Lattices: 3D arrangement of oppositely charged ions held by ionic bonds 

• Every cation is bonded to every anion near it

Formula Units: gives the ratio of various types of atoms in an ionic compound

Writing Formula Units

1. Determine the charges of the ions 

2. Place the cation first 

3. Use criss-cross method 

   1. Charge of the cation becomes the subscript of the anion, and vice versa

2. For polyatomics, include parentheses if writing a subscript

4. Simplify to the lowest multiple 

   1. Example: Mg2O2 becomes MgO

Covalent vs.
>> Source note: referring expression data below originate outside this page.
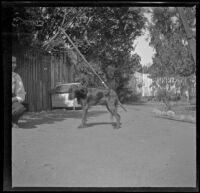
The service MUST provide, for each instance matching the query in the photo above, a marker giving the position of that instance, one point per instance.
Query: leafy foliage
(104, 35)
(173, 56)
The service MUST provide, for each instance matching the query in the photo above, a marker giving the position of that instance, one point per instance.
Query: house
(141, 84)
(42, 71)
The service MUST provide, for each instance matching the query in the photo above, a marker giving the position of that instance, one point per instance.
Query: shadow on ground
(99, 123)
(31, 120)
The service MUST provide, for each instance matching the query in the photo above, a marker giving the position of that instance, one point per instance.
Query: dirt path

Ionic

Similarities:

• Forms from electrostatic forces 

Naming Binary Ionic Compounds

1. Metal (cation) goes first

2. Cation’s full name (e.g sodium, aluminium)
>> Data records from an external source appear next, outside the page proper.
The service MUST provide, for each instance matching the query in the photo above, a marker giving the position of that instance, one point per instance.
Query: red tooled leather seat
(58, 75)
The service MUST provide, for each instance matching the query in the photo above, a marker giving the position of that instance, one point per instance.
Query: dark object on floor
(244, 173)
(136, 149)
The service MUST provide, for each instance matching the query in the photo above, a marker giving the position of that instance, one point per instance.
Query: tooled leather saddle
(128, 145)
3. Followed by anion’s name in -ide form (e.g oxide, fluoride)

Transition Metals 

• Charge will be given (not consistent)

  • If given a formula unit: find charge by seeing which value would make the charges balance 

  • E.g FeCl3 – Iron (transition metal) & chlorine (1- charge); there is 1 iron and 3 chlorine atoms, so the charge of 3 chlorine atoms must equal the charge of 1 iron atom. 1*3=3, so the iron in this compound has a charge of 3+. 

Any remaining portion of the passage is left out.